Hollande's victory paves way for the left at polls

New political map promises easy win for Socialists and allies in parliamentary elections

Paris

François Hollande's presidential triumph tore up the French electoral map and promises a relatively easy victory for the left in parliamentary elections next month.

Mr Hollande topped the poll in 333 of 577 parliamentary constituencies, including many which have traditionally leaned to the right. A three-way split in the opposition between centre, right and far-right suggests his Socialists and their Green and hard-left allies will win by a wide margin when voters go to the polls once again in parliamentary elections on 10 and 17 June.

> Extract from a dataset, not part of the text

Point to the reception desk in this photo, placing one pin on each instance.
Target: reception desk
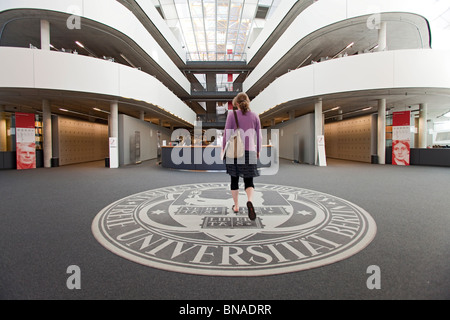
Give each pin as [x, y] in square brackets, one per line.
[201, 158]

In the outgoing National Assembly, Nicolas Sarkozy's centre-right party, the UMP, and its allies held 329 out of the 577 seats. The new electoral topography suggests the left will win a majority at least as large on 17 June. In any case, for the past half century French voters have always given a healthy parliamentary majority to a newly elected president.

The regional and sociological breakdown of last Sunday's vote points to a France deeply divided between east and west, young and old, rich and poor. Looked at another way, it gives Mr Hollande an overwhelming majority among all age categories except the over-65s and all social categories except farmers, the retired and the wealthy.

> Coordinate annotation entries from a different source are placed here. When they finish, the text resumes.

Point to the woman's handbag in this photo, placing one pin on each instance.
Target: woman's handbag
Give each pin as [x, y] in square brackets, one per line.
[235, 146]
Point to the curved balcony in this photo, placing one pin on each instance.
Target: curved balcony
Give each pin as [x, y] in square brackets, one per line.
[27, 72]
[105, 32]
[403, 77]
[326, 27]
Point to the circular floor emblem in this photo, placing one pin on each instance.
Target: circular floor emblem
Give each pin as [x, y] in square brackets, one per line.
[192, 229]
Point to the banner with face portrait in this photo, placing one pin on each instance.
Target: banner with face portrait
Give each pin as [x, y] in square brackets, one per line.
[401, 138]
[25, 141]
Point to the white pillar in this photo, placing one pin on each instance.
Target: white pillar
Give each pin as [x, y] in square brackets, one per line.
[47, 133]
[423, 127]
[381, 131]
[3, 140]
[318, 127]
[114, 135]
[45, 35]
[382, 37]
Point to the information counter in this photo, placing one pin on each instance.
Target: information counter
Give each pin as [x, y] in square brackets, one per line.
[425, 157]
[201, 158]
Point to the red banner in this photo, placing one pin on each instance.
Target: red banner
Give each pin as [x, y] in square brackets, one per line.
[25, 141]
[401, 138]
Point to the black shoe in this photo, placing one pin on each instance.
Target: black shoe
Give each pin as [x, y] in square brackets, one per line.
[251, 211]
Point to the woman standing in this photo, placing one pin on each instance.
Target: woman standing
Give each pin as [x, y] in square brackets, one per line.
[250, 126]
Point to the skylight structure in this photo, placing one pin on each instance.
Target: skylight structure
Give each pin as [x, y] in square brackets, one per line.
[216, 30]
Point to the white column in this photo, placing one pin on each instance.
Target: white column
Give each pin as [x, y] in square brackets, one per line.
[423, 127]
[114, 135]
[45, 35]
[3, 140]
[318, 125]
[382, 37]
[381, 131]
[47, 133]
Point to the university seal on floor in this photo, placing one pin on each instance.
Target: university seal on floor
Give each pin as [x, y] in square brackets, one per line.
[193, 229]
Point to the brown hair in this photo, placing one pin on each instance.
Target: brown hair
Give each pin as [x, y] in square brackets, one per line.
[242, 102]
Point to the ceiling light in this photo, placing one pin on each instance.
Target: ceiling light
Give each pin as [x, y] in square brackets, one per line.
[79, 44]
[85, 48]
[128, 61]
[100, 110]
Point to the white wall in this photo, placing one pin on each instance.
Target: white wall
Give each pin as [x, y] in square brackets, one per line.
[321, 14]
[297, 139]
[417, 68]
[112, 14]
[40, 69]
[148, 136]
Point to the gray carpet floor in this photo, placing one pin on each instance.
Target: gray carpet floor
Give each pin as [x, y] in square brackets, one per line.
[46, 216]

An opinion poll by Viavoice for the newspaper Libération suggests Mr Sarkozy owed the closeness of his defeat almost entirely to the "wrinkly" vote. Overall, Mr Hollande won by 51.7 per cent to 48.3 per cent. Among the over 65s, Mr Sarkozy won by a landslide – 60 per cent to 40 per cent. Among, 18- to 24-year-olds, Mr Hollande won by the same landslide score. In all other age categories, the Socialist President-elect topped the poll comfortably with between 53 and 56 per cent.

There were also significant sociological shifts. The blue-collar and salaried workers who have voted for centre-right candidates in recent elections came back to the left in huge numbers. In 2007, Mr Sarkozy had a majority among ouvriers or blue-collar workers. On Sunday, Mr Hollande took 68 per cent of the vote in this category (including many who voted for the far right in the first round).

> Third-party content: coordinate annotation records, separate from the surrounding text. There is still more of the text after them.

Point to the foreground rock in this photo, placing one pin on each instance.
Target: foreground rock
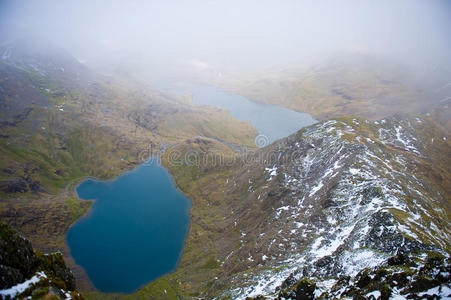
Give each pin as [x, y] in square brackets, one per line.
[24, 272]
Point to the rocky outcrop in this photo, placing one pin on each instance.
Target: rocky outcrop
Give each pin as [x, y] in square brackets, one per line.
[24, 272]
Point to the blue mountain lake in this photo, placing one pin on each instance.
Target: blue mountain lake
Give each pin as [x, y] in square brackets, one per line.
[137, 226]
[135, 231]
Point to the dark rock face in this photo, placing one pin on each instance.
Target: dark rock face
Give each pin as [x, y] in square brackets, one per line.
[19, 262]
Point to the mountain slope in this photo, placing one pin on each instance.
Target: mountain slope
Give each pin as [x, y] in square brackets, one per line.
[61, 122]
[324, 203]
[346, 84]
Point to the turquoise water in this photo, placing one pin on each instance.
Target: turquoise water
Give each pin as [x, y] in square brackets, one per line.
[135, 231]
[271, 122]
[138, 224]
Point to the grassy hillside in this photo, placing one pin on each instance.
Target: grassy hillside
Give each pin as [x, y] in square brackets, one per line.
[62, 123]
[245, 217]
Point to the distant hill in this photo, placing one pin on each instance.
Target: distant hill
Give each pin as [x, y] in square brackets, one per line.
[346, 84]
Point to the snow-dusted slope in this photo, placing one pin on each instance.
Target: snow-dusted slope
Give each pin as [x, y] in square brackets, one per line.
[336, 198]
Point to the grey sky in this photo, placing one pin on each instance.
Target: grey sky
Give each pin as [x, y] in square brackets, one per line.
[232, 33]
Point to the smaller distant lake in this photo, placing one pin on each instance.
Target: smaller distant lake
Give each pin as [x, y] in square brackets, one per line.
[135, 232]
[271, 121]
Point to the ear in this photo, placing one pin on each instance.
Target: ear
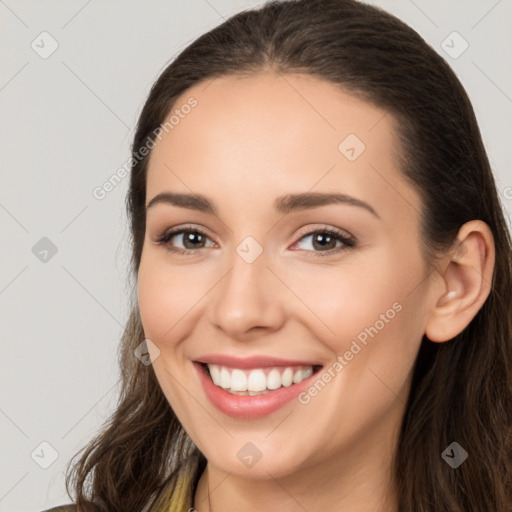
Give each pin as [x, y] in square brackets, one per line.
[466, 282]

Geographically, Mr Hollande swept the board in Brittany, the north, the centre and the south-west. He won in every large city.

Mr Sarkozy polled strongly in the east, especially Alsace and Lorraine and the Rhone valley and Mediterranean coast from Marseilles to the Italian frontier. He also did well in a band of rural or semi-suburban départements from Normandy to Champagne.

The result is that the electoral geography looks promising for the Socialists in the parliamentary polls. Any candidate who scores 12.5 per cent of the registered vote in round one can go forward to a "British- style" first-past-the-post election in round two.

The Socialists have agreements with the Greens, Communists and others that the weaker of two left-wing qualifiers will stand down. To the fury of some on the right, no such deals are allowed by the centre-right UMP with the newly powerful, far-right National Front. As a result, the left is likely to top the poll in scores of extra seats.